Certej

Location
- Location: Certeju de Sus, Hunedoara County, Romania; 45°57′39″N 22°58′47″E﻿ / ﻿45.9607°N 22.9798°E;

Production
- Production: approx. 140,000 oz Au

History
- Opened: Not currently producing

Owner
- Company: Eldorado Gold Corporation
- Website: www.eldoradogold.com
- Acquired: 2012

= Certej mine =

Epithermal gold-silver deposit in the Apuseni Mountains of Transylvania

The Certej mine is an epithermal gold-silver deposit located in the Apuseni Mountains of Transylvania in western Romania. The deposit extends from surface and was previously mined as an open pit. Certej contains proven and probable reserves of approximately 2.5 e6oz of gold and 16.3 e6oz of silver.

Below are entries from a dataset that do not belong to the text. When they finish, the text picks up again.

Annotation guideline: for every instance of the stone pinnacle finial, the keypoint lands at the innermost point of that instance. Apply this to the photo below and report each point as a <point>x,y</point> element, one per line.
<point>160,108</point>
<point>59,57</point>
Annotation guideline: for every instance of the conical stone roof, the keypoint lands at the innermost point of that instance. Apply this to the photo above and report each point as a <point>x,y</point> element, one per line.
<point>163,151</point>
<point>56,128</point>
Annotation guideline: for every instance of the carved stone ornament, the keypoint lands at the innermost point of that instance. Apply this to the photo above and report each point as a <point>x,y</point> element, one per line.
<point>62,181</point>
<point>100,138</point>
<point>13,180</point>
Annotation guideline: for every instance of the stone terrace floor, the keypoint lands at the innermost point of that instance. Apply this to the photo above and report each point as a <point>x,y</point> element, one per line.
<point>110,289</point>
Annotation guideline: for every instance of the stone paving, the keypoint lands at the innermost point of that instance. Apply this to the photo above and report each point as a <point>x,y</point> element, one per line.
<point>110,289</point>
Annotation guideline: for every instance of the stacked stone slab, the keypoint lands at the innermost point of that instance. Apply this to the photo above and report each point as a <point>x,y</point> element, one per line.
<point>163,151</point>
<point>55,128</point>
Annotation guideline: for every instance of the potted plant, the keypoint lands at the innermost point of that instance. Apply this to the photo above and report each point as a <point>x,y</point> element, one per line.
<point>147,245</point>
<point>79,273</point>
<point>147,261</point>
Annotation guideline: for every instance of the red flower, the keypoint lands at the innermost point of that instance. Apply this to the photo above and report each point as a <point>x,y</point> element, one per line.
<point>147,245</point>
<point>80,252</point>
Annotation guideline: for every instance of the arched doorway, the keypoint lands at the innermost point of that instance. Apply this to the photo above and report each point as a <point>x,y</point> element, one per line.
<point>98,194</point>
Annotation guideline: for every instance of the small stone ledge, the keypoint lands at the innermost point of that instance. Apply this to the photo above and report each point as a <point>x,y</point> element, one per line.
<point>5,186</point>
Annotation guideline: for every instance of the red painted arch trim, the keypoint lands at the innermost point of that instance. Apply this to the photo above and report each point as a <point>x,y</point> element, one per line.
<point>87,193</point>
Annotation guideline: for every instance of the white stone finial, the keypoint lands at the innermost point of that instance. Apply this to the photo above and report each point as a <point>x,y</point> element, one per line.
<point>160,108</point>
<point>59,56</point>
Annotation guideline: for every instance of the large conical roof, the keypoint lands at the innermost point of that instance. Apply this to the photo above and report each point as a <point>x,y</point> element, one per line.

The project is owned by Eldorado Gold, a Canadian gold and base metals producer.

The project involves mining and processing of approximately 3 million tonnes of ore per annum over a mine life of 15 years. The mine is expected to yield approximately 140000 oz of gold and 830000 oz of silver per year in doré, reflecting an average total process recovery of 88% for gold and approximately 80% for silver.

The mine was the site of the 1971 Certej dam failure, which resulted in 89 deaths.